WILL: Well, Putin is having a very good December, because simultaneously he picked Assad and Syria and he won. His side has won and the war is over. And here at home, leave aside the question of what the intent of the Russians was in getting into this and leave aside the question, which is unanswerable at this point anyway, did it have an effect? The fact is it has had one affect that Putin must be pleased about, and that is it has Americans, as you say, at one another's throat even more than usual. So by sowing discord and sowing doubts in the minds of 30 percent or 40 percent of Americans about some taint of illegitimacy and the result of this election, it's a huge victory for Putin.

BAIER: I want to play one more sound bite, and that President Obama on the state of the Democratic Party.


OBAMA: It is not something I've been able to transfer to candidates in midterms and sort of build a sustaining organization around. That's something that I would have liked to have done more of. But it's kind of hard to do when you are also dealing with a whole bunch of issues here in the White House.


BAIER: So A.B., shortened, I could do it, but I couldn't give it to anybody else.

STODDARD: I was really struck by President Obama's comments on what he did for the country and the world, everything is great. It made me think of when Trump leaves office and his last press conference is everything will be great. He basically said he could prove it to the American people everything is better. That's what Obama said.

And when it came to the Democrats, he didn't really take any blame. There was an implicit criticism aimed at Hillary Clinton in his comments about how he built a more galvanized, a broader coalition, brought our low propensity voters who usually don't get into the system. And he had actually been in touch more with the working class Americans. And obviously, he did. He won them and Trump them and she lost them. But it was really interesting -- it was an interesting way of trying to hit her and say it's not my fault that she lost.

BAIER: There has been this evolution, Matt, about how he perceives this election and why it happened. He says that by every measure our country is stronger, more prosperous, more respected today around the world. I don't know. Do the people in Pennsylvania and Michigan and Wisconsin and those states think that way?

SCHLAPP: We talk about the bubble. And I think today's press conference really demonstrated the bubble, which is presidents tend to live in bubbles. And I think presidents get told great things in the Oval Office. It's hard to tell the president the straight dope in the Oval Office. I don't think he is hearing very much.

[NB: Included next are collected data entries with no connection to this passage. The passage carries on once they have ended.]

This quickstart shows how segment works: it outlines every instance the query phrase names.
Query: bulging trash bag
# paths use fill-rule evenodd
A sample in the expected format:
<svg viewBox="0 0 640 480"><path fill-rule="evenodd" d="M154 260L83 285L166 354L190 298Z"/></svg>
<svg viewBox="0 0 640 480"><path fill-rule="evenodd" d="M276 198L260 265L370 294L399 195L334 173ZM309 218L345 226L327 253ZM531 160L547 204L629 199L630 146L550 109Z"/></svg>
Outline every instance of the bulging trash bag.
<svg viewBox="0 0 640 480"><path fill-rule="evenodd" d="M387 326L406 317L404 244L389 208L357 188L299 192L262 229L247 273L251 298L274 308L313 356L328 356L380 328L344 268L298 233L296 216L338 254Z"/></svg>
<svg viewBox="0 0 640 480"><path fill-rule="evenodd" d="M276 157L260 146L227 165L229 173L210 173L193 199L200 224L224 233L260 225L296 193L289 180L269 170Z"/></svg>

But talk about a lonely victory. He has had great victories, this president. But the Democratic Party and the donkey has never lost so much in the history of that party. They have lost from the top to the bottom of the ballot all over the country.

BAIER: Two-thirds state legislatures, the Senate, the house, 34 governors.

WILL: Outside of Washington and soon inside Washington, but outside of Washington, the Democratic Party will be weaker than it has been since the 1920s or arguably since Reconstruction in the 1870s.